[PATCH 1/2] util: xml: Introduce infrastructure to support custom XML validators

Mon Sep 26 11:38:10 UTC 2022

On 9/23/22 17:42, Peter Krempa wrote:
> The XML from libxml2 we use in libvirt has in many cases very bad error
> messages, which make it very difficult to point to the specific problem
> with the validated XML.
> 
> This patch adds infrastructure which will allow users to specify a
> custom XML validator program which will be used to validate the XML
> before we invoke libxml's validator.
> 
> The configuration is done via a global variable as normally the daemon
> config is not accessible from inside the runtime.
> 
> Signed-off-by: Peter Krempa <pkrempa at redhat.com>
> ---
>  src/libvirt_private.syms |  1 +
>  src/util/virxml.c        | 93 +++++++++++++++++++++++++++++++++++++++-
>  src/util/virxml.h        |  3 ++
>  3 files changed, 95 insertions(+), 2 deletions(-)
> 
> diff --git a/src/libvirt_private.syms b/src/libvirt_private.syms
> index 25794bc2f4..3e90cd4599 100644
> --- a/src/libvirt_private.syms
> +++ b/src/libvirt_private.syms
> @@ -3678,6 +3678,7 @@ virXMLNodeNameEqual;
>  virXMLNodeSanitizeNamespaces;
>  virXMLNodeToString;
>  virXMLParseHelper;
> +virXMLParseSetCustomValidator;
>  virXMLPickShellSafeComment;
>  virXMLPropEnum;
>  virXMLPropEnumDefault;
> diff --git a/src/util/virxml.c b/src/util/virxml.c
> index d6e2e5dd91..aea9b3aac3 100644
> --- a/src/util/virxml.c
> +++ b/src/util/virxml.c
> @@ -33,6 +33,7 @@
>  #include "virfile.h"
>  #include "virstring.h"
>  #include "virutil.h"
> +#include "vircommand.h"
>  #include "configmake.h"
> 
>  #define VIR_FROM_THIS VIR_FROM_XML
> @@ -41,6 +42,8 @@
>          virReportErrorHelper(from, code, __FILE__, \
>                               __FUNCTION__, __LINE__, __VA_ARGS__)
> 
> +static char *virXMLCustomValidatorPath;
> +
>  /* Internal data to be passed to SAX parser and used by error handler. */
>  struct virParserData {
>      int domcode;
> @@ -1029,6 +1032,68 @@ catchXMLError(void *ctx, const char *msg G_GNUC_UNUSED, ...)
>      }
>  }
> 
> +
> +/**
> + * virXMLParseHelperValidateCustom:
> + *
> + * Invokes an external validator program configured in the
> + * 'virXMLCustomValidatorPath' global variable and captures the validation
> + * output.

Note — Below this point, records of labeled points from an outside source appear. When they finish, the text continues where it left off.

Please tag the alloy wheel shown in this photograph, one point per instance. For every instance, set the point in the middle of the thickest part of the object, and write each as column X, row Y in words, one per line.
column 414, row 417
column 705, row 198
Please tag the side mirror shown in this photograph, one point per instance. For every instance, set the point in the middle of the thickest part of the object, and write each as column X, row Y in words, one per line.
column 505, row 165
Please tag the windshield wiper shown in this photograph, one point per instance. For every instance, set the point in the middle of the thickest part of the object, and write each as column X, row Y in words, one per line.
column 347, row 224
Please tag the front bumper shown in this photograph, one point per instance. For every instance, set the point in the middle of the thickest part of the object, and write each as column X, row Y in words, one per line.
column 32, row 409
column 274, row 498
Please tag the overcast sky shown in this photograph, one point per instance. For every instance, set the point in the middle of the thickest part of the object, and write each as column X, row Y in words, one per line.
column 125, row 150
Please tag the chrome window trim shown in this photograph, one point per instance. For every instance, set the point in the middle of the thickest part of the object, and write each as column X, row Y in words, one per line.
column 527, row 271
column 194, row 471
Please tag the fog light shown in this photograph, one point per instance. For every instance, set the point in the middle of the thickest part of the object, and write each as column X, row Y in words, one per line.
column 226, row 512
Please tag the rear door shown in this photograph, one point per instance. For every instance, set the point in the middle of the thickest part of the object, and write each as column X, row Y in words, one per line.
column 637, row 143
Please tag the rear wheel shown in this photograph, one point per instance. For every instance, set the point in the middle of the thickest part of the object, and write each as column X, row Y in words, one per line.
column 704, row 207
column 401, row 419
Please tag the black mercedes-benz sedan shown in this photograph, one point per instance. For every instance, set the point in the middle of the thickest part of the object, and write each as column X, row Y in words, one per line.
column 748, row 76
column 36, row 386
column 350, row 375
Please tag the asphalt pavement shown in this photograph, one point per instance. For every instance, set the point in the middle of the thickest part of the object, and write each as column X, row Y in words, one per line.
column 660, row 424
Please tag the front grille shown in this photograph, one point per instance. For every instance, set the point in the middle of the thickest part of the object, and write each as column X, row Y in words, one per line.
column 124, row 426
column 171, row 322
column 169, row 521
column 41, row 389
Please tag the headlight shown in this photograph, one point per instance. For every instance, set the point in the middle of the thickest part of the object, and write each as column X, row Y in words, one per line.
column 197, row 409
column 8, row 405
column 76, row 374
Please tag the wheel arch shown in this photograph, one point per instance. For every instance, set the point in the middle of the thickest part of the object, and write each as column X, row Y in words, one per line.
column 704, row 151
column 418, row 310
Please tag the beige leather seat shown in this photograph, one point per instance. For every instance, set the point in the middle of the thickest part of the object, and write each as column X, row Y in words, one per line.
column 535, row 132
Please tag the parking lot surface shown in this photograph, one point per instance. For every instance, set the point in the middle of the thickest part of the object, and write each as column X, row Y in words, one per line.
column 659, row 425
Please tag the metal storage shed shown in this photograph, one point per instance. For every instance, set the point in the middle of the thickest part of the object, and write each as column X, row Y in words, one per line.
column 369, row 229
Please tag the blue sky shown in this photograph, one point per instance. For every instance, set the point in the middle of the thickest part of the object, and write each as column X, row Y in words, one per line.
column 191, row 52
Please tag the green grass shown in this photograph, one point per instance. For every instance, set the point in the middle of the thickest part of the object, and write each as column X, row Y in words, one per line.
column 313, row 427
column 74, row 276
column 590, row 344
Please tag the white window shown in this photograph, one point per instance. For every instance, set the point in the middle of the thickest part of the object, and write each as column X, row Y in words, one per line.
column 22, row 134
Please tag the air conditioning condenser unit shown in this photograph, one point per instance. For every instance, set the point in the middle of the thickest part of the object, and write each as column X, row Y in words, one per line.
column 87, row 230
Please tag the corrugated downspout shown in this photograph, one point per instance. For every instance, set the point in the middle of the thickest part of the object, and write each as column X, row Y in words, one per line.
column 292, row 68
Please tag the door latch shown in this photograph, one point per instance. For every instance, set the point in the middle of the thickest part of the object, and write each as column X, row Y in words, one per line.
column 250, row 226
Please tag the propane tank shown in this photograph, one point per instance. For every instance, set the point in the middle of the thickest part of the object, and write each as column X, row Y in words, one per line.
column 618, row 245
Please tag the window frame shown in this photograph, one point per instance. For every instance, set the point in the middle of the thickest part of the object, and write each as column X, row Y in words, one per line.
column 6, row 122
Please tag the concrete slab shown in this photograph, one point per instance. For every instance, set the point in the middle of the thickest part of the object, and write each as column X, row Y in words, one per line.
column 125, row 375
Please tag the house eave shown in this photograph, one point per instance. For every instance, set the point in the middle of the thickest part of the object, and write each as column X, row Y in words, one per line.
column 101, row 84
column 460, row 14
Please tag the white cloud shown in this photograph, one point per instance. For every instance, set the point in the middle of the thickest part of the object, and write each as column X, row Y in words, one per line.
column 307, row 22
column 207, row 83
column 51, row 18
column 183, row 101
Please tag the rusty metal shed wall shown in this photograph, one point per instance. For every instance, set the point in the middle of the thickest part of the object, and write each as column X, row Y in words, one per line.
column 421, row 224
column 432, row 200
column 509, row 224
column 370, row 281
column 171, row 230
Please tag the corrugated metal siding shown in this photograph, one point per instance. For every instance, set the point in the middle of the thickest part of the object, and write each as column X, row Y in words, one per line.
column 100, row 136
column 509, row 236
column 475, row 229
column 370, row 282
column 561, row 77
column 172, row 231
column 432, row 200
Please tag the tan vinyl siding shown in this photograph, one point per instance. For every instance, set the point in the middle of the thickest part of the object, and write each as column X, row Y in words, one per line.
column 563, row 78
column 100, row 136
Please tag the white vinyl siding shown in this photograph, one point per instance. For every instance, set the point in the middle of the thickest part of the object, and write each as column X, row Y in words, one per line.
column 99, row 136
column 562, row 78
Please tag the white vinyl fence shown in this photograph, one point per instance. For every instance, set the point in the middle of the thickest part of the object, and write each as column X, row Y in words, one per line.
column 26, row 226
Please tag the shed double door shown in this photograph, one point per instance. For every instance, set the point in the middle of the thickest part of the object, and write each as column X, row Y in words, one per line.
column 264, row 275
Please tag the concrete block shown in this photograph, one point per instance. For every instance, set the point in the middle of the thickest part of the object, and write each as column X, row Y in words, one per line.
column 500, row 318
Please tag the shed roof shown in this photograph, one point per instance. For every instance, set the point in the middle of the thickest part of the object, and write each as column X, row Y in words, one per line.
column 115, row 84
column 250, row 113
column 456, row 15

The program is invoked as:
> + *
> + *  /path/to/program /path/to/schema
> + *
> + * The XML to validate is fed on stdin of the program. The program is expected
> + * to return 0 on successful validation and non-zero on failure to validate,
> + * in which case STDOUT of the program is used in the error message reported
> + * by libvirt.
> + */
> +static int
> +virXMLParseHelperValidateCustom(const char *schema,
> +                                const char *filename,
> +                                const char *xmlStr)
> +{
> +    g_autoptr(virCommand) cmd = virCommandNewArgList(virXMLCustomValidatorPath,
> +                                                     schema, NULL);
> +    g_autofree char *filebuf = NULL;
> +    g_autofree char *outbuf = NULL;
> +    int exitstatus = 0;
> +
> +    if (filename) {
> +        /* virsh uses 10 MiB as max XML size */
> +        if (virFileReadAll(filename, 10 * 1024 * 1024, &filebuf) < 0)
> +            return -1;
> +
> +        xmlStr = filebuf;
> +    }
> +
> +    if (!virFileIsExecutable(virXMLCustomValidatorPath)) {
> +        virReportError(VIR_ERR_INTERNAL_ERROR,
> +                       _("custom XML validator program '%s' is not executable"),
> +                       virXMLCustomValidatorPath);
> +        return -1;
> +    }
> +
> +    virCommandSetInputBuffer(cmd, xmlStr);
> +    virCommandSetOutputBuffer(cmd, &outbuf);
> +    virCommandDoAsyncIO(cmd);
> +
> +    if (virCommandRunAsync(cmd, NULL) < 0)
> +        return -1;
> +
> +    if (virCommandWait(cmd, &exitstatus) < 0)
> +        return -1;
> +

You can use plain:

  virCommandSetInputBuffer();
  virCommandSetOutputBuffer();

  if (virCommandRunAsync(cmd, &exitstatus) < 0) ...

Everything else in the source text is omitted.